2. Wenphil v NLRC – where the employer had a valid reason to dismiss an employee but did not follow the due process requirement,
the dismissal may be upheld but the employer will be penalized to pay an indemnity to the employee (Wenphil or Belated Due
Process Law)
3. Serrano v NLRC - the rule on the extent of the sanction was changed. We held that the violation by the employer of the notice
requirement in termination for just or authorized causes was not a denial of due process that will nullify the termination. However,
the dismissal is ineffectual and the employer must pay full backwages from the time of termination until it is judicially declared
that the dismissal was for a just or authorized cause.
→ The rationale for the re-examination of the Wenphil doctrine in Serrano was the significant number of cases involving dismissals
without requisite notices. Serrano was confronting the practice of employers to "dismiss now and pay later" by imposing full
backwages.
→ We believe, however, that the ruling in Serrano did not consider the full meaning of Article 279 of the Labor Code. Payment of
backwages and other benefits, including reinstatement, is justified only if the employee was unjustly dismissed.
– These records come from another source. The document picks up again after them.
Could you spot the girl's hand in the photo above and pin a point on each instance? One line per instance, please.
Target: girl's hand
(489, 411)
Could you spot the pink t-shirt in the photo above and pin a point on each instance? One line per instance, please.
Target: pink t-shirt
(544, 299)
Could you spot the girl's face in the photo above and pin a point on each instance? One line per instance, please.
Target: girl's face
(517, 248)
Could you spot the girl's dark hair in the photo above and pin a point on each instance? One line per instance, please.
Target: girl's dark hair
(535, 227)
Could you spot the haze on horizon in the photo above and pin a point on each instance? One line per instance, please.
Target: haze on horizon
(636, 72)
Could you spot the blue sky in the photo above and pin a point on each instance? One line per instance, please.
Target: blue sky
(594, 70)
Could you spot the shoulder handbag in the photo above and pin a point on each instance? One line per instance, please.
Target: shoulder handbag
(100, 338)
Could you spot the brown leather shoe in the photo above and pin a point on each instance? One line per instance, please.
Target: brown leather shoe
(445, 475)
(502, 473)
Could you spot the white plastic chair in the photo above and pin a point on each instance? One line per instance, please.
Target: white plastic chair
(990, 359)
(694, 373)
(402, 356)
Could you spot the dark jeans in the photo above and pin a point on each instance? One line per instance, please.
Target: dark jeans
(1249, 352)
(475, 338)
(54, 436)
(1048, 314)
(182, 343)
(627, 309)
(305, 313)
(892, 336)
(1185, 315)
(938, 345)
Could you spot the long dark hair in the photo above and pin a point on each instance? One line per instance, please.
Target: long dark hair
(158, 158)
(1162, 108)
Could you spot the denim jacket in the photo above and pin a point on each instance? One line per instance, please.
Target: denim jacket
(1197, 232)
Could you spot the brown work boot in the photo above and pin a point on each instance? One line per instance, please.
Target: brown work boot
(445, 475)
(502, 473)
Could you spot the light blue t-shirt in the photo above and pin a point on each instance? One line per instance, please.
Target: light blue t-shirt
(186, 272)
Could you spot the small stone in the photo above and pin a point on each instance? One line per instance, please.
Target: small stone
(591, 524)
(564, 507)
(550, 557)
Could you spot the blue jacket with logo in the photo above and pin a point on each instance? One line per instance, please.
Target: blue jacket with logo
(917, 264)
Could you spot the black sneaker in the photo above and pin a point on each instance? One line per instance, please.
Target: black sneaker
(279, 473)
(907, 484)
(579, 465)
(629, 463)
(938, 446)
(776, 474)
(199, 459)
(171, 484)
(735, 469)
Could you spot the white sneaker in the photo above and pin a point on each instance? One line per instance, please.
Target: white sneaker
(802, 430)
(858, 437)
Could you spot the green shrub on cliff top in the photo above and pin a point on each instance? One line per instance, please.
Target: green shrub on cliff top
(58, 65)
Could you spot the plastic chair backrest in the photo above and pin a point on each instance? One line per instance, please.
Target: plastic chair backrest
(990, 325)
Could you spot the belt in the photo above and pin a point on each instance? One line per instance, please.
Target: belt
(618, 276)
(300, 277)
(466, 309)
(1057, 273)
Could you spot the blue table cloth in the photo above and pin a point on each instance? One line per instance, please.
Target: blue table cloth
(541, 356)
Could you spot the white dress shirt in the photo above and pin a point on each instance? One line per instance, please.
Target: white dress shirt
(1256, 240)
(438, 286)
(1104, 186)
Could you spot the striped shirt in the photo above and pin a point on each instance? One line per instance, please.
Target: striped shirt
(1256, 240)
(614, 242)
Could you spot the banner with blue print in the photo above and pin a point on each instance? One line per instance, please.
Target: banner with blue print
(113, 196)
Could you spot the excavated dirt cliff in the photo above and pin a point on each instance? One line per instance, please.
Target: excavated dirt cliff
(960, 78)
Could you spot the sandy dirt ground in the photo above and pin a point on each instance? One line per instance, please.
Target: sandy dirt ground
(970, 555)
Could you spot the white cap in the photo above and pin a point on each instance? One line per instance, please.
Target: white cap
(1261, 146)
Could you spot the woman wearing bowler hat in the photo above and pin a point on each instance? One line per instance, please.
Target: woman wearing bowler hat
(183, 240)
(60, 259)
→ After carefully analyzing the consequences of the divergent doctrines in the law on employment termination, we believe that in
cases involving dismissals for cause but without observance of the twin requirements of notice and hearing, the better rule is to
abandon the Serrano doctrine and to follow Wenphil by holding that the dismissal was for just cause but imposing sanctions on
the employer. Such sanctions, however, must be stiffer than that imposed in Wenphil. By doing so, this Court would be able to
achieve a fair result by dispensing justice not just to employees, but to employers as well.
3. YES
As a general rule, one who pleads payment has the burden of proving it. Even where the employee must allege non-payment, the
general rule is that the burden rests on the employer to prove payment, rather than on the employee to prove non-payment. The
reason for the rule is that the pertinent personnel files are not in the possession of the worker but in the custody and absolute control
of the employer.
In the case at bar, if private respondent indeed paid petitioners' holiday pay and service incentive leave pay, it could have easily
presented documentary proofs of such monetary benefits to disprove the claims of the petitioners. But it did not, except with respect
to the 13th month pay wherein it presented cash vouchers showing payments of the benefit in the years disputed. Allegations by
private respondent that it does not operate during holidays and that it allows its employees 10 days leave with pay, other than being
self-serving, do not constitute proof of payment.